AIMS:Unfortunately, growing number of type 2 diabetic hemodialysis (HD) patients with insulin resistance are now being diagnosed in Japan. Worse still, PPARgammaagonists such as pioglitazone are now contraindicated in diabetic HD patients in Japan. In this study we evaluated the efficacy of pioglitazone in diabetics on HD.
METHODS:Following a 12-week baseline period, we enrolled a study population of poorly controlled diabetic HD patients who had mean hemoglobin A1c (HbA1c) levels greater than 6.5% at baseline and who were not receiving insulin injection therapy. The patients were administered pioglitazone 15mg daily with their morning meal for the first 4 weeks. Subsequently, the doses were titrated by dose-doubling to a maximum of 30mg/day if no adverse effects appeared. The efficacy was determined by monitoring glycemic control (plasma glucose and HbA1c), and insulin resistance (plasma immunoreactive insulin (IRI) and homeostasis model assessment for insulin resistance (HOMA-R)). Safety and tolerance were determined by monitoring clinical and laboratory parameters.
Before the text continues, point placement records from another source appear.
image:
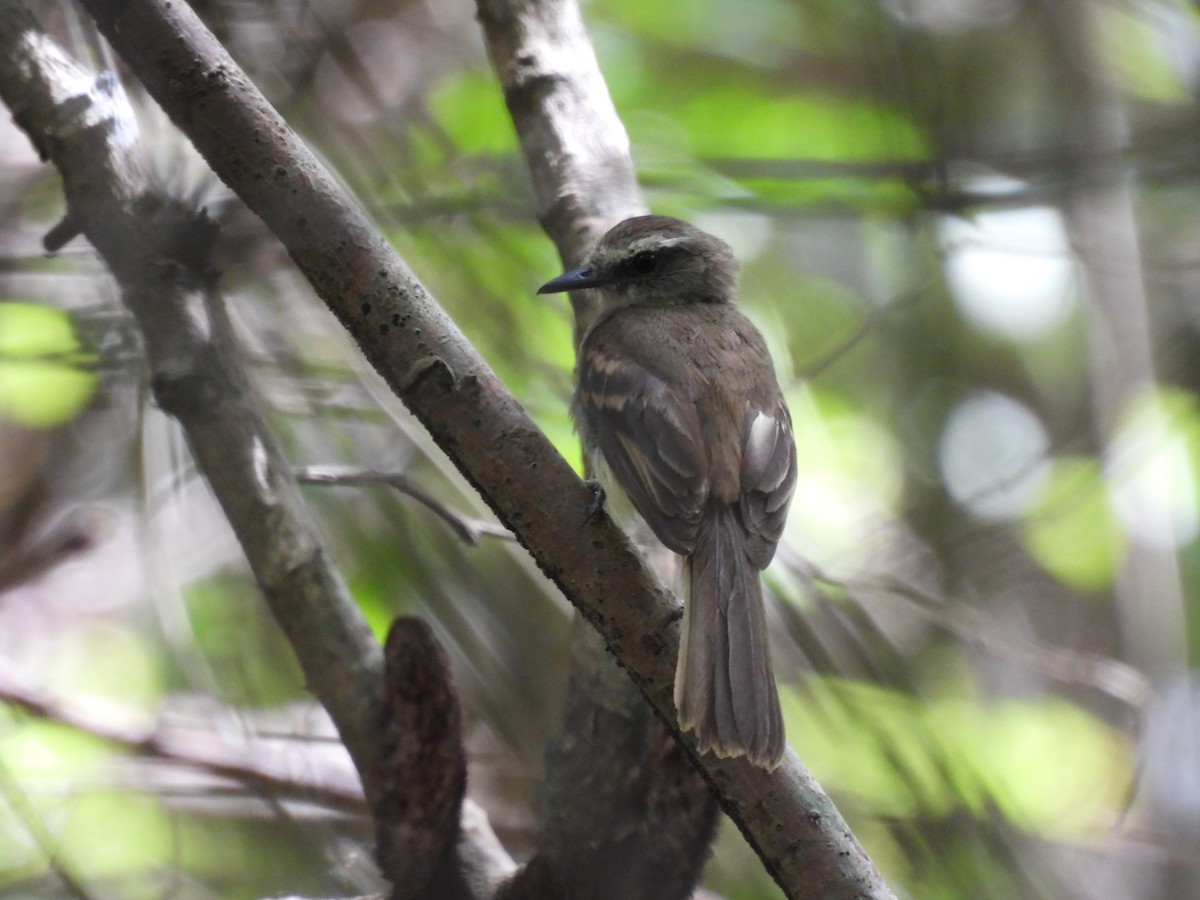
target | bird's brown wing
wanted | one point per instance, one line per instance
(768, 478)
(651, 438)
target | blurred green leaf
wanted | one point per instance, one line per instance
(41, 382)
(1071, 529)
(469, 107)
(1047, 765)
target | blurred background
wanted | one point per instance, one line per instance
(971, 233)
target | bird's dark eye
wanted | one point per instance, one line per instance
(643, 263)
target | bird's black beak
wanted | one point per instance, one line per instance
(583, 276)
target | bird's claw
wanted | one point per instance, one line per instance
(598, 497)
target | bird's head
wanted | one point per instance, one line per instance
(654, 261)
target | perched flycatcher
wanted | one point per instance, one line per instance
(678, 407)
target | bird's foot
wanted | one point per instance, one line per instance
(597, 503)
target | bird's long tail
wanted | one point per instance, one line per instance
(724, 685)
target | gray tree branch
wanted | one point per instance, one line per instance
(159, 251)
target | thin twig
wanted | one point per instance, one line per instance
(471, 529)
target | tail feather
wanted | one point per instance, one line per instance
(724, 685)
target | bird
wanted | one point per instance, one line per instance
(681, 417)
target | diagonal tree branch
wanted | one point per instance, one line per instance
(159, 251)
(426, 360)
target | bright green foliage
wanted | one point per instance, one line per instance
(42, 382)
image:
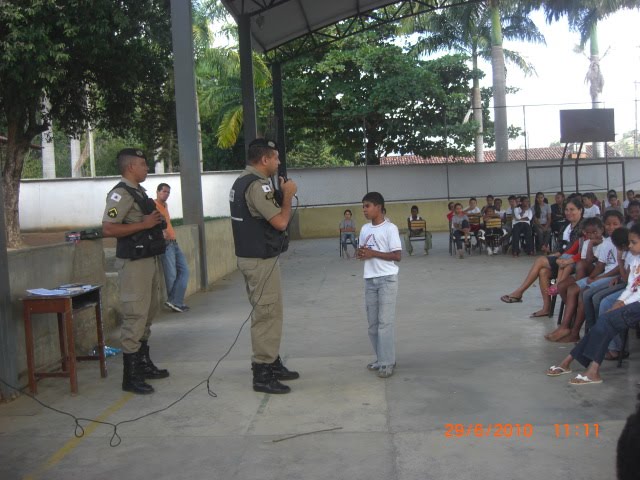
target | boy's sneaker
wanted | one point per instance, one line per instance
(173, 307)
(385, 371)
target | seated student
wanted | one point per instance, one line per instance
(348, 233)
(460, 228)
(633, 213)
(508, 213)
(522, 216)
(582, 260)
(416, 233)
(491, 232)
(541, 223)
(625, 313)
(473, 208)
(545, 268)
(497, 206)
(597, 202)
(605, 269)
(593, 297)
(631, 196)
(490, 203)
(558, 221)
(450, 213)
(590, 208)
(614, 204)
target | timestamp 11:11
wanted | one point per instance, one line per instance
(566, 430)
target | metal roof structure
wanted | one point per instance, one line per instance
(286, 28)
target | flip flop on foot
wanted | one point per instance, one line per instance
(554, 371)
(569, 339)
(510, 299)
(557, 334)
(583, 380)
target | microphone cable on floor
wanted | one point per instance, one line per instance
(116, 439)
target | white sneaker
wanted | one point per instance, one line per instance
(173, 307)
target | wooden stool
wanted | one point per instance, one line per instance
(64, 306)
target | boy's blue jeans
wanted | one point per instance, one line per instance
(380, 295)
(176, 273)
(594, 345)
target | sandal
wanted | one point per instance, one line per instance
(583, 380)
(510, 299)
(554, 371)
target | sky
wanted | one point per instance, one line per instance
(559, 83)
(561, 73)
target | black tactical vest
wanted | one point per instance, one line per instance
(253, 237)
(146, 243)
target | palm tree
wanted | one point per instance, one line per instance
(477, 30)
(218, 74)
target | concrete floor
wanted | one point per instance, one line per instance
(464, 357)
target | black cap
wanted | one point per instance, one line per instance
(131, 152)
(263, 142)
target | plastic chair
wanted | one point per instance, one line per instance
(349, 241)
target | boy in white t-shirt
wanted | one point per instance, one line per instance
(380, 248)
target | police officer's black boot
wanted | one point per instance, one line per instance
(146, 368)
(281, 372)
(132, 381)
(264, 379)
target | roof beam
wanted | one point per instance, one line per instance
(361, 22)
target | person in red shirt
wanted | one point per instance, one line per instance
(174, 263)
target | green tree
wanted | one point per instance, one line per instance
(106, 70)
(468, 29)
(365, 89)
(314, 153)
(218, 78)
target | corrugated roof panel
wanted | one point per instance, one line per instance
(281, 21)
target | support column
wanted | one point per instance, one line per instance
(187, 121)
(278, 106)
(48, 150)
(250, 124)
(74, 150)
(8, 337)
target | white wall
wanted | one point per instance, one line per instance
(79, 203)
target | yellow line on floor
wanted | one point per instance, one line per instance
(71, 445)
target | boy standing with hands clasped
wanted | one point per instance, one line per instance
(380, 248)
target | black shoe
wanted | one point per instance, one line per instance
(146, 368)
(132, 381)
(265, 381)
(281, 372)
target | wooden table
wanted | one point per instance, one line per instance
(64, 306)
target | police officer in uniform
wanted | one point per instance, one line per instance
(259, 224)
(130, 216)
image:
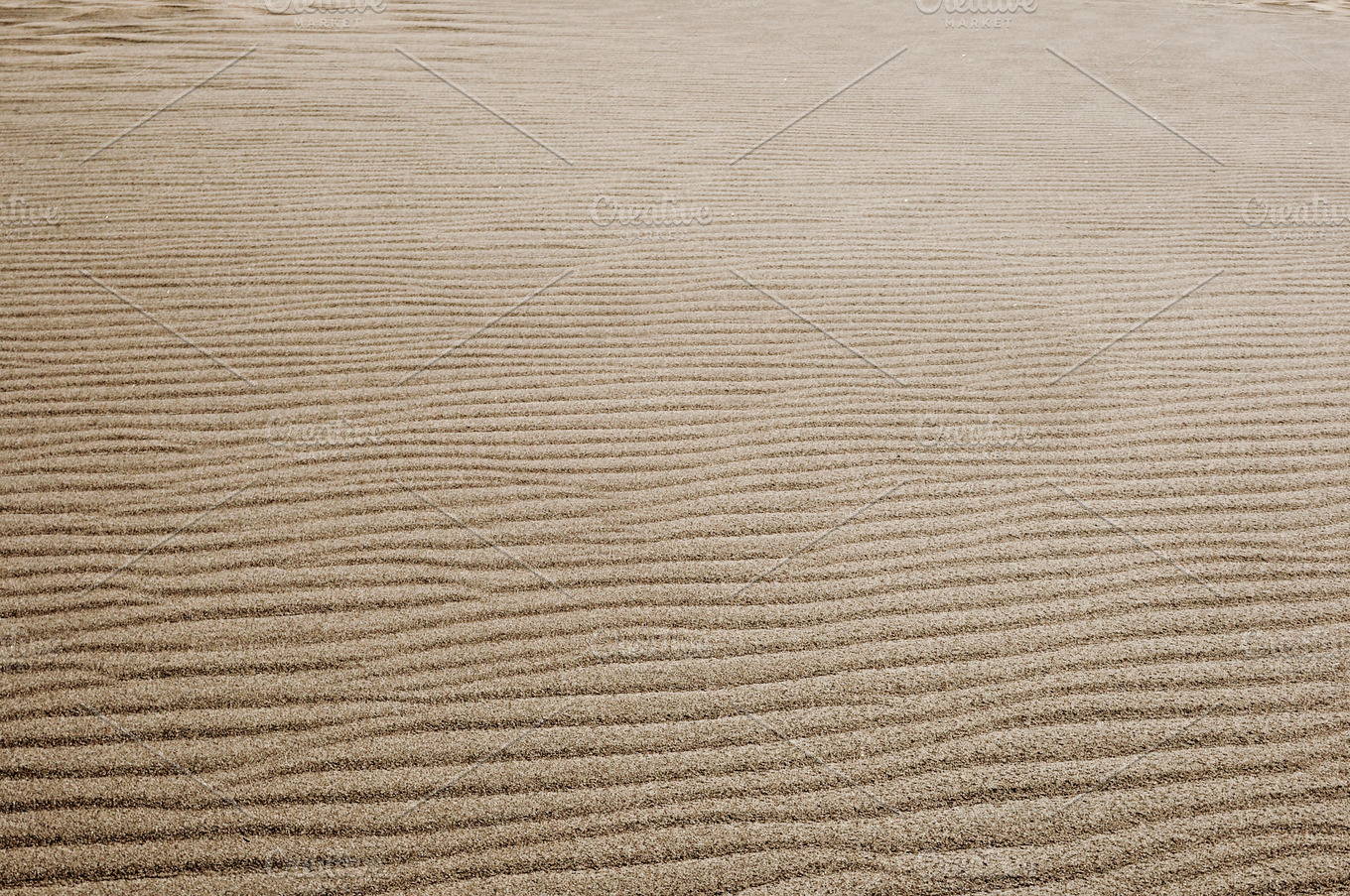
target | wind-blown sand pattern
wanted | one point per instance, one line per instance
(450, 450)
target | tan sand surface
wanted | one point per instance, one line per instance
(675, 447)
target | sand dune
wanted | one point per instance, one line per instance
(621, 448)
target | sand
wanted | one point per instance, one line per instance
(730, 447)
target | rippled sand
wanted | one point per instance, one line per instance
(675, 448)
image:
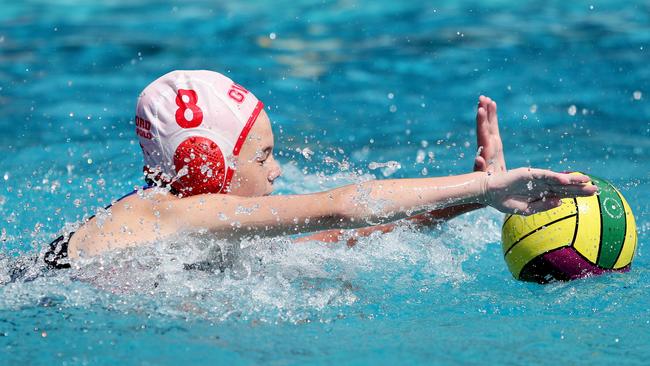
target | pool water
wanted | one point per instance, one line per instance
(356, 90)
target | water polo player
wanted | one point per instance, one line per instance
(208, 152)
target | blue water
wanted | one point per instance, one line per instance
(356, 82)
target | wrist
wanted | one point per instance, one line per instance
(483, 182)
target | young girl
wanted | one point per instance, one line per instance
(208, 151)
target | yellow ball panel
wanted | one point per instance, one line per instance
(556, 235)
(517, 226)
(629, 247)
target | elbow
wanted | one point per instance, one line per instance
(346, 211)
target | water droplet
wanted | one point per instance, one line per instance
(572, 110)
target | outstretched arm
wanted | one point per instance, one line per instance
(489, 158)
(524, 191)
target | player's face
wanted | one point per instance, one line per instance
(256, 166)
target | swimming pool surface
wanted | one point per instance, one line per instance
(356, 83)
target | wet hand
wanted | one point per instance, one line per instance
(526, 191)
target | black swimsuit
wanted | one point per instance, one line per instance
(57, 255)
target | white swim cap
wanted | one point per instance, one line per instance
(191, 125)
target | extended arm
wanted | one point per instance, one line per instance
(371, 203)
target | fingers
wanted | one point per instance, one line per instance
(479, 164)
(492, 117)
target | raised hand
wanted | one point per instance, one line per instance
(526, 191)
(490, 157)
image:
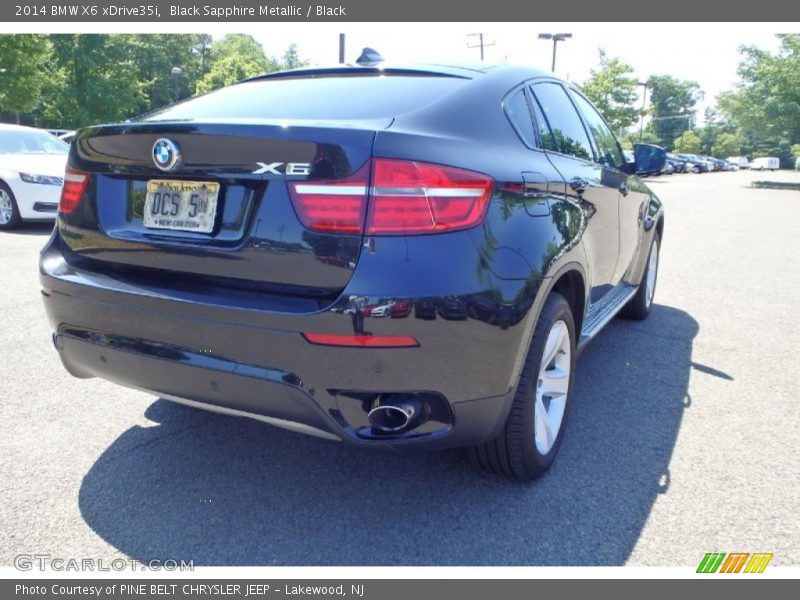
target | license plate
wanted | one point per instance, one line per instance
(181, 205)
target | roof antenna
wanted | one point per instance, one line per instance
(369, 58)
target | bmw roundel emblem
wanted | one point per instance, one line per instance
(166, 154)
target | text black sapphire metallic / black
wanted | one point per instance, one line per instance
(406, 257)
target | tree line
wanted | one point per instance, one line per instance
(759, 117)
(71, 80)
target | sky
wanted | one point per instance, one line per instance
(706, 53)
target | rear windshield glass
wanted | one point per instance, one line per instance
(342, 97)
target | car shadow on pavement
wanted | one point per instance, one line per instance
(221, 490)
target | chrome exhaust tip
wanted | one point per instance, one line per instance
(394, 414)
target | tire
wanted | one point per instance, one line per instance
(639, 306)
(9, 212)
(523, 450)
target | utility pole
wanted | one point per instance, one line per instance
(556, 37)
(644, 99)
(481, 44)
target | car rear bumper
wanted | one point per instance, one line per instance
(36, 201)
(257, 363)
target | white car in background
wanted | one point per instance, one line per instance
(32, 164)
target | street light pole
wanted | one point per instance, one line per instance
(556, 37)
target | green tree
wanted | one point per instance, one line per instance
(728, 144)
(765, 106)
(22, 58)
(156, 56)
(672, 103)
(612, 88)
(687, 142)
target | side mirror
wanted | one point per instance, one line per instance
(649, 158)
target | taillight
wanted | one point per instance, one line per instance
(75, 183)
(332, 206)
(404, 198)
(409, 197)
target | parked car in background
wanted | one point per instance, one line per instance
(739, 161)
(32, 163)
(765, 163)
(489, 191)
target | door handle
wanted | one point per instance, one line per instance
(579, 184)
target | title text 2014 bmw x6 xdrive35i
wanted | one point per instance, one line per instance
(394, 257)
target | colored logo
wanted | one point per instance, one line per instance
(734, 562)
(166, 154)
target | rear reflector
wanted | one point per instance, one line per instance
(404, 198)
(410, 197)
(362, 341)
(75, 183)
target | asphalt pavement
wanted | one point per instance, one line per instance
(683, 437)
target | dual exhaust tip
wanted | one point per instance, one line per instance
(395, 413)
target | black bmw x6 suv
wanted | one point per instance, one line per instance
(405, 257)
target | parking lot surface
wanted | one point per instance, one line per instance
(683, 437)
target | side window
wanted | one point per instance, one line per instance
(520, 116)
(568, 132)
(606, 143)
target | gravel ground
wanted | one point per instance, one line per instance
(683, 438)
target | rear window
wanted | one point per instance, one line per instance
(340, 97)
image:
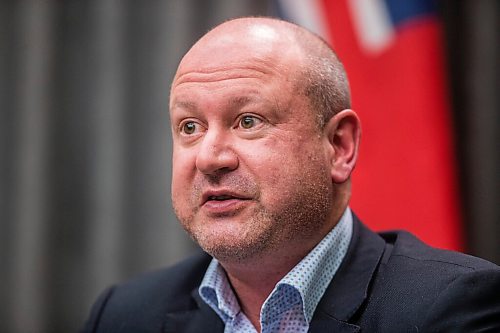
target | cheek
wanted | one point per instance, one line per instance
(183, 170)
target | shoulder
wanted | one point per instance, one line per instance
(433, 289)
(405, 249)
(144, 300)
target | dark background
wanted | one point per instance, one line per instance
(85, 142)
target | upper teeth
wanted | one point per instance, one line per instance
(219, 197)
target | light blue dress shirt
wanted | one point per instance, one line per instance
(290, 306)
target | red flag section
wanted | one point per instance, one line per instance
(405, 177)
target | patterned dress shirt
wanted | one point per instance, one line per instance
(290, 306)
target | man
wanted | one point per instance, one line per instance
(264, 146)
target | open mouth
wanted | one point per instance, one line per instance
(221, 197)
(213, 196)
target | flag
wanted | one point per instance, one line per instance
(393, 52)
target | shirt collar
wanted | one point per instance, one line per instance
(309, 278)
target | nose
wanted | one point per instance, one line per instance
(216, 153)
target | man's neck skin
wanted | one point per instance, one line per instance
(254, 279)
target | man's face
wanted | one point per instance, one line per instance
(250, 169)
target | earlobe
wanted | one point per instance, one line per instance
(343, 131)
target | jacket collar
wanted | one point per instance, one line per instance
(342, 299)
(349, 287)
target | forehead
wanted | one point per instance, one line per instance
(259, 47)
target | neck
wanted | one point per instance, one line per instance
(254, 280)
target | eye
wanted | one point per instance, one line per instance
(190, 127)
(248, 122)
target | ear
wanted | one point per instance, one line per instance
(343, 132)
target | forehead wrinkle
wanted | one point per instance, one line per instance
(255, 67)
(184, 105)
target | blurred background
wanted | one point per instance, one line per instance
(85, 137)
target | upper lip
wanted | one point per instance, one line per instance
(222, 194)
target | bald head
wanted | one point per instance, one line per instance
(281, 47)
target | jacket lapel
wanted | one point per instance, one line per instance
(349, 288)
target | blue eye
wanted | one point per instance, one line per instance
(189, 127)
(247, 122)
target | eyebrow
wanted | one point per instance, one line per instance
(185, 105)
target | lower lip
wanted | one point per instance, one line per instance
(224, 207)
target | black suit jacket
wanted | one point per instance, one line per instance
(390, 282)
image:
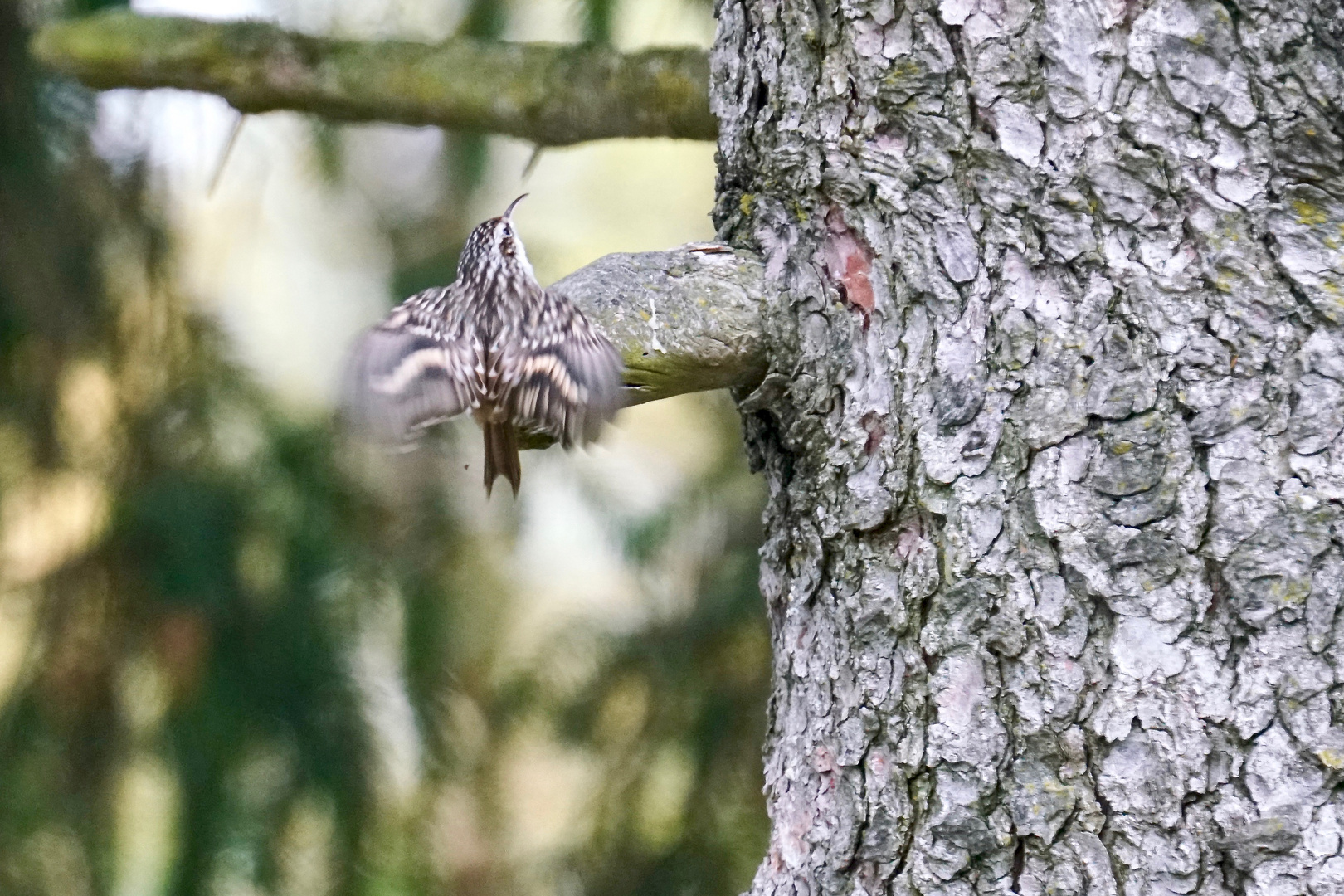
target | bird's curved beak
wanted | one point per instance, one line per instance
(509, 212)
RESULTS:Pioglitazone was effective in reducing plasma glucose and HbA1c from the baseline levels from week 4 after the commencement of treatment. The agent was also effective in reducing triglycerides. Plasma IRI and HOMA-R, two parameters of insulin resistance, decreased significantly at 4 weeks, and the decreases continued for 24 weeks. Systolic and diastolic blood pressures were statistically lower at 8 weeks. No serious adverse effects such as hypoglycemia, liver impairment, or rhabdomyolysis were observed in any of the patients.
CONCLUSIONS:Pioglitazone was effective in the treatment of diabetics on dialysis therapy. Pioglitazone might have the potential to reduce the number of type 2 diabetics on HD who ultimately require insulin injection therapy.